2.2.5. Convolutional Neural Networks (CNN)

The Convolutional Neural Network is a supervised neural network comprising multiple node layers: an input layer, one or more hidden layers, and an output layer. Each node across different layers is interconnected with one another and has an assigned weight and threshold value. The convolution layer is an essential layer of a CNN as it extracts relevant patterns or features by applying filters (convolution kernels), which makes it superior to other machine learning algorithms [31]. Its ability to automatically learn spatial hierarchies of features through convolution filters gives CNNs a significant advantage in posture classification, where body pressure patterns across a seat and backrest resemble structured 2D input data.

2.3. Feedback Mechanisms

A well-constructed feedback mechanism is primarily aimed at informing and encouraging an individual to adopt “healthier” sitting postures and providing valuable postural insights that would improve their overall sitting habits.

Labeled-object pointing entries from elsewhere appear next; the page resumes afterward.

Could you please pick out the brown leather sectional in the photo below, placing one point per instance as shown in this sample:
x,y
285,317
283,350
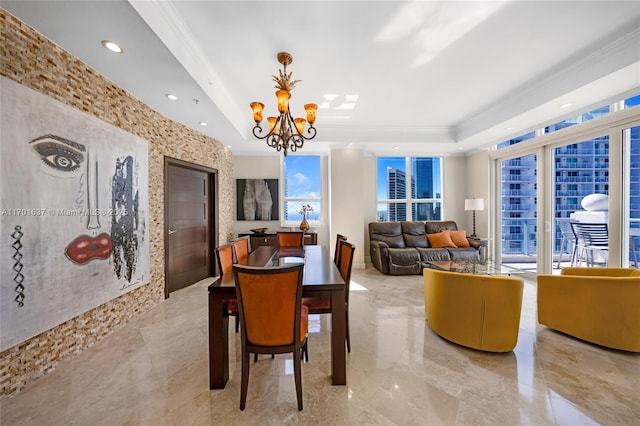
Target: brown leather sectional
x,y
397,247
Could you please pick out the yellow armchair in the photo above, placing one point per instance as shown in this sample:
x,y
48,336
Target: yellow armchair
x,y
478,311
599,305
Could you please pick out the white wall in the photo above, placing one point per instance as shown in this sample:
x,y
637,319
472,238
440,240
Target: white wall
x,y
347,177
350,178
477,185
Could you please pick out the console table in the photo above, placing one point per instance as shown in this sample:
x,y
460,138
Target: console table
x,y
271,239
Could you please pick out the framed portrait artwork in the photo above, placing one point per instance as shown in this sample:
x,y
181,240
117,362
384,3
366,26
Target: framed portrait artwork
x,y
257,199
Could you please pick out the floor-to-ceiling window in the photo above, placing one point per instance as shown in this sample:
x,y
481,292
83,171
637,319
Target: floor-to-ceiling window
x,y
536,192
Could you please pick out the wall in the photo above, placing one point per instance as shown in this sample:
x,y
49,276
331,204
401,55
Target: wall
x,y
352,194
347,199
36,62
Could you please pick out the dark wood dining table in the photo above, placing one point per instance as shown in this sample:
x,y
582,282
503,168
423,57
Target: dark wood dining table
x,y
321,278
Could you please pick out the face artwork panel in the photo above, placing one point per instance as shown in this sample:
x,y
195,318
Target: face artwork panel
x,y
74,204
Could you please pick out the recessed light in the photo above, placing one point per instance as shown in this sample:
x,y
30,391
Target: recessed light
x,y
346,105
112,46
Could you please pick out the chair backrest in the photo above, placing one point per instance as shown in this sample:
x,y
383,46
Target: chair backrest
x,y
225,258
336,255
269,302
290,238
242,247
591,234
564,224
346,261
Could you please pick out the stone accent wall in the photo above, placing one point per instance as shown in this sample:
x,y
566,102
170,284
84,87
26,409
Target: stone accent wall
x,y
36,62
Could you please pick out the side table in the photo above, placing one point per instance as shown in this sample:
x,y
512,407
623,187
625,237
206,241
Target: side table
x,y
483,248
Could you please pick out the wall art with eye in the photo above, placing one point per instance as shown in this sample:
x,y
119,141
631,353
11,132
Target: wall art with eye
x,y
74,213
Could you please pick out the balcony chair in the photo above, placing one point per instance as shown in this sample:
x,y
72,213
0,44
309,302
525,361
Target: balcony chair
x,y
592,239
225,258
568,240
322,305
273,319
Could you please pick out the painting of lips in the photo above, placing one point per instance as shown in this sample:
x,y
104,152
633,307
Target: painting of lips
x,y
85,248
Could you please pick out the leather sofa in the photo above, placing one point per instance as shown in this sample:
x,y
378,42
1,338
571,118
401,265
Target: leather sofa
x,y
598,305
397,247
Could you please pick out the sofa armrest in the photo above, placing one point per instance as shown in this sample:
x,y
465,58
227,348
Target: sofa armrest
x,y
379,252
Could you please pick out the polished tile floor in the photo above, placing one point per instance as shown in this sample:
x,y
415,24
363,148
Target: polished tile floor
x,y
154,371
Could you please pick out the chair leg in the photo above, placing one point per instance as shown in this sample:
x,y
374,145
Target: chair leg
x,y
297,372
244,383
305,352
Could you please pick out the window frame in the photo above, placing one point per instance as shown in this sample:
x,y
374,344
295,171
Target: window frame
x,y
317,219
408,201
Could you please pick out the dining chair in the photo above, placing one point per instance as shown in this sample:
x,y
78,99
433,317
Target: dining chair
x,y
273,319
322,305
336,254
290,238
592,238
568,240
242,247
226,258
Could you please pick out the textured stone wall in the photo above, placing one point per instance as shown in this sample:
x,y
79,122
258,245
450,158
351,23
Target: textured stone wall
x,y
37,63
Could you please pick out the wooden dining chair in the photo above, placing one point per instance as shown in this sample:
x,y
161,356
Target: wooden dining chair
x,y
273,319
226,258
242,247
322,305
290,238
336,254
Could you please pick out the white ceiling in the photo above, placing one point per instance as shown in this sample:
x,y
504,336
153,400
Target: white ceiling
x,y
432,77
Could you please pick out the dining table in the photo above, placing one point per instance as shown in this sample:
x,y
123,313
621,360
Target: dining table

According to existing studies, there are multiple ways that a user can receive useful feedback. Mobile phones have emerged as a popular medium for collecting and displaying helpful feedback to the end user. Cai et al. [32] developed a smart-sensing chair system that relayed the detected posture via a mobile app. Similarly, Cho et al. [33] developed a mobile app that provided statistical insights along with recommended relevant YouTube videos largely based on the sitting postures being adopted. Ran et al. [24] and Bourahmoune et al. [22] took a different approach, integrating haptic motors into the seating cushion, which vibrated whenever an improper sitting posture was detected and continued to vibrate until an upright posture was achieved. Ren et al. [34] incorporated an RGB LED light strip, which changed in color whenever the individual needed to change their sitting posture and take microbreaks.

2.4. Research Gap and Contributions

Over the years, significant progress has been made in the development of posture monitoring systems. However, a review of existing literature reveals that a majority of existing studies primarily focus on classifying multiple types of sitting postures with high accuracy using various machine learning algorithms. At the same time, limited attention has been devoted to the implementation of an effective and practical feedback mechanism that goes beyond mere posture recognition. Ideally, such a feedback system should encourage the end-user to adopt and maintain healthier sitting habits by providing relevant information and actionable insights to improve one’s well-being. Furthermore, this paper aims to fill this research gap by developing a comprehensive postural feedback system, the “SitWell” platform, consisting of both a web dashboard and a mobile application. These platforms aim to provide essential information regarding one’s sitting habits along with tailored recommendations using OpenAI’s GPT-4o Large Language Model (LLM). Additionally, this study contributes to the field by adopting a novel, user-centric approach in which the classification model is trained on data tailored to an individual’s unique musculoskeletal characteristics, thereby enhancing both personalization and relevance.

3. Methods and Design

3.1. Design Requirements and System Architecture

This paper proposes the development of a smart-sensing chair capable of classifying 19 distinct sitting postures using two 32 × 32 pressure sensor arrays. All 19 sitting postures are listed in Figure 1.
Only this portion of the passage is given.